Interview by Ellen Engelstad

On September 11, Norwegian voters go to the polls for parliamentary elections. For a long time it looked as though the center-left, led by the Labor Party, would take over government after four years of right-wing rule. However, in the last phase of the campaign the race is much closer, and a lot depends on which of the smaller parties get over the electoral threshold of 4 percent — the ones on the right or the ones on the left.

Still most polls are showing that the conservative coalition will have to step down and be replaced by a Labor-led government, supported by either the Greens, the Christian Democrats, the Farmers Party, the Socialist Left Party, the Red Party, or some combination of those.
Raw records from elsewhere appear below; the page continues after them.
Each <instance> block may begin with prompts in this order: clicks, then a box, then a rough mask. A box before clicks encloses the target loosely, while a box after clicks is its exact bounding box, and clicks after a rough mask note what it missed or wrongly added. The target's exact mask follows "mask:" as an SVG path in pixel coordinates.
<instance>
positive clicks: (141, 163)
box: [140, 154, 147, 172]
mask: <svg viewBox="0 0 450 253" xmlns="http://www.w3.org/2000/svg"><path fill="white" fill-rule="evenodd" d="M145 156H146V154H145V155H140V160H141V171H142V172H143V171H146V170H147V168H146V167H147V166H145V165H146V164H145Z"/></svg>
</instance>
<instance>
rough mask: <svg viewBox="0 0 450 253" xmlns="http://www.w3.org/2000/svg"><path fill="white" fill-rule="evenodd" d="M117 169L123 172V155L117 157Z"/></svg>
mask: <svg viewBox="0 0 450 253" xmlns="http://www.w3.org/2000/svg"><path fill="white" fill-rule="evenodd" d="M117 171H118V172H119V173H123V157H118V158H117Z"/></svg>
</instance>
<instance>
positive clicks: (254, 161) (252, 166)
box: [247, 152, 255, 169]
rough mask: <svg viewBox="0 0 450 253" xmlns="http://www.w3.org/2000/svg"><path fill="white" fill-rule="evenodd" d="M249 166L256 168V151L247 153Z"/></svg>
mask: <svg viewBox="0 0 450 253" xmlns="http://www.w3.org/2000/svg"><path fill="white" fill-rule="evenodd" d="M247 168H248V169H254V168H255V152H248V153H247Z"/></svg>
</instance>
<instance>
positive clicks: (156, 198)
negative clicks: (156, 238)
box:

For many in Norway, such a development would be relief after the last four years of tax cuts for the rich and attacks on the country’s still extensive labor protections. Those policies have been married to a clamp down on immigration and Islamophobic rhetoric.

Still, Labor Party leader Gahr Støre is no Jeremy Corbyn. In fact, he has likened himself with the French president Emmanuel Macron, and would much rather collaborate with the center than with the Left.

The good news is that voters don’t seem to be buying it. Norway is de facto a nine-party-system, although several other smaller parties exist. On the left, two parties are now surging in the polls, challenging Labor from the left and hoping to have a say on the course of the country’s policies the next four years. Jacobin’s Ellen Engelstad — editor of the online journal Manifest Tidsskrift — had a chat with Marie Sneve Martinussen, the deputy leader of Rødt (the Red Party) about their strategy for the election and their analysis of the current state of affairs in Norway.